Think of the Survivor Library as a trove of survival skills, a "100-year civilization checkpoint backup" that fits on a hard drive. If one individual from every family becomes a Librarian, gathering precious things with the means to read them, there may be many candles in the darkness. Browse at will, but if acquisition is the goal, someone has kindly made a torrent snapshot as of 14-Oct-2014 available.
Think of the Survivor Library as a trove of survival skills, a "100-year civilization checkpoint backup" that fits on a hard drive. If one individual from every family becomes a Librarian, gathering precious things with the means to read them, there may be many candles in the darkness. Browse at will, but if acquisition is the goal, someone has kindly made a torrent snapshot as of 14-Oct-2014 available.
That makes zero sense.
Publish the books hard-bound on acid-free paper and then you've got something useful!!
"I don't know, therefore Aliens" Wafflebox1
It all depends on scale. If you're expecting us to be up and running with a populous of 7bn within a year, maybe you're right.
But if there's only 100,000 left, spread out over the globe, with the rich pickings of a former civilisation to kickstart from, then we don't actually need a lot of raw materials as you suggest.
You know what you'd need long before coal, iron, copper, zinc? Food. And though the initial pickings may be easy, before long you'll turn any old bit of scrap into a plough (not plow, fecking Americans) so you can ensure some future longevity.
It's this stuff we're talking about - getting from "damn, the food has run out and scavenging is useless" to "comfortable farm life" for those with some foresight and backbone.
Natural wood isn't hard to come by, even in cities like London. It has one of the country's oldest forests. Coal isn't a necessary - we did without it for many millennia. Land fertility will always be an issue but only if you want to intensively farm like we do today, to feed the entire countries from a handful of fields. For personal and small community use, even a carrot the size of a pencil is viable if you work at it (and they used to be exactly that size).

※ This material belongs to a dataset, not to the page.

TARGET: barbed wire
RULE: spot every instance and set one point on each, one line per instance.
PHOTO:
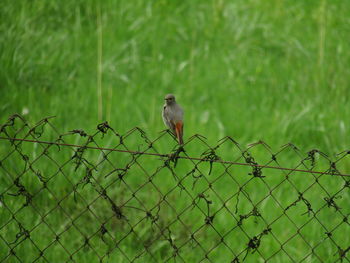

And humans have dealt with changing climate for millions of years - we came through the last ice age with nothing but a flint axe and an animal skin.
Seeds, also, happen to grow naturally. We just don't collect them. And they aren't viable in intensive modern farming but there's absolutely nothing wrong with them for the uses we need them for. Farm animals are the same - we wouldn't have the huge, bloated cows. But you know what? My girlfriend's family keep two miniature goats, and she's looking at doing the same in our little suburban house in London. Grass and scrap food to milk (butter, cheese, yoghurt), meat and as many other goats as you can keep. There's a reason that the desert tribes have goats, even in the damn desert where there is no grass.
Minerals are the last thing to worry about. Sure, they make the return to full civilisation easier but, by then, you're looking at a collective of hundreds of thousands who are self-sustaining before they go" Right, we should open up a mine". And, to be honest, even today in some countries some people live their entire lives with nothing more than a bit of scrap metal to live under and an old T-shirt.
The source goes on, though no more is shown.